Langerhans cell histiocytosis (LCH) is a disorder with a variety of clinical signs. The most severe forms affect "risk organs" (RO). The established role of BRAF V600E mutation in LCH led to a targeted approach. However, the targeted therapy can't cure the disease and the cessation leads to quick relapses. In our study, we combined cytarabine (Ara-C) and 2'-chlorodeoxyadenosine (2-CdA) with targeted therapy to achieve stable remission. Nineteen children were enrolled in the study: 13 RO+ and 6 RO-. Five patients received the therapy upfront, while the other 14 - as the second or third line. The protocol starts with 28 days of vemurafenib (20 mg/kg) which is followed by 3 courses of Ara-C and 2-CdA (100 mg/m2/every 12 h, 6 mg/m2/day, Days 1-5) with concomitant vemurafenib therapy. After that, vemurafenib therapy was stopped, and 3 courses of mono 2-CdA followed. All patients rapidly responded to vemurafenib: the median DAS decreased from 13 to 2 points in the RO+ group and from 4.5 to 0 points in the RO- group on Day 28. All patients except one received complete protocol treatment, and 15 of them didn't have disease progression.
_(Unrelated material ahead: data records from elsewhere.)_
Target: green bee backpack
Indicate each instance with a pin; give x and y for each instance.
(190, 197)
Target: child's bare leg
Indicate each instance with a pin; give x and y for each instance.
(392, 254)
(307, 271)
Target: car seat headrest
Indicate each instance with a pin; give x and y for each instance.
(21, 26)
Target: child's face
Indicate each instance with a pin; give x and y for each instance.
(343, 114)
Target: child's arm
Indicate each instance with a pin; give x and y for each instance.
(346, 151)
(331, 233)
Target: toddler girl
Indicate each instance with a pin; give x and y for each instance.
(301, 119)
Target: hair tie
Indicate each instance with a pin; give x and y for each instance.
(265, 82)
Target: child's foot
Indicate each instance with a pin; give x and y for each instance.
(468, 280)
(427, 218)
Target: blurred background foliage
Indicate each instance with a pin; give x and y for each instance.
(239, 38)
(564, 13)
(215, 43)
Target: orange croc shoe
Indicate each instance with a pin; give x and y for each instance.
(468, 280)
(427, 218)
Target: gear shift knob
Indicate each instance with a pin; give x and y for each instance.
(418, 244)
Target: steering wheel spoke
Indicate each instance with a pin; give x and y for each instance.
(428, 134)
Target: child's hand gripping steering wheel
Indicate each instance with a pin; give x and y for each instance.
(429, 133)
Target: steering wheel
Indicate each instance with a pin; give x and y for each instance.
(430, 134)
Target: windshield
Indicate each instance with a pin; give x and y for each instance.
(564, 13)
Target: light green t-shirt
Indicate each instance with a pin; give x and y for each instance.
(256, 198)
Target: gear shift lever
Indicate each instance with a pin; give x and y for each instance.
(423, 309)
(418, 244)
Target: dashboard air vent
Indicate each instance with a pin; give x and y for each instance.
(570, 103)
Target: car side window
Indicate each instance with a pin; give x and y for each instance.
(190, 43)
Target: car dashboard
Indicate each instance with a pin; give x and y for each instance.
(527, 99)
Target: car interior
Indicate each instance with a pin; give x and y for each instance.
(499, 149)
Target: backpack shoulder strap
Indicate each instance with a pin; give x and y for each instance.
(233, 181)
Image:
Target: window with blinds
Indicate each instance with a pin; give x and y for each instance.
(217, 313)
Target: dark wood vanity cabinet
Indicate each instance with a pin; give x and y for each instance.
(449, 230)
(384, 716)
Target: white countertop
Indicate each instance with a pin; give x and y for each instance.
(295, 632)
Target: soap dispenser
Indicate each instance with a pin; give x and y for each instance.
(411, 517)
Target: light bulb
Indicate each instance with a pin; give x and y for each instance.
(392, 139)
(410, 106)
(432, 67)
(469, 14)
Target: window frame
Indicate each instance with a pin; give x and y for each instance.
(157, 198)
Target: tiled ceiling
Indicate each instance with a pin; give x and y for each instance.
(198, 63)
The 2-year relapse-free survival (RFS) for RO+ was 76.9% with a median follow-up of 21 months and 83.3% with a median follow-up of 29 months for RO-. Overall survival is 100%. Importantly, 1 patient experienced secondary MDS (sMDS) after 14 months from vemurafenib cessation. Our study demonstrates that combined vemurafenib plus 2-CdA and Ara-C is effective in a cohort of children with LCH, and the toxicity is manageable. This trial is registered at www.clinicaltrials.gov as NCT03585686.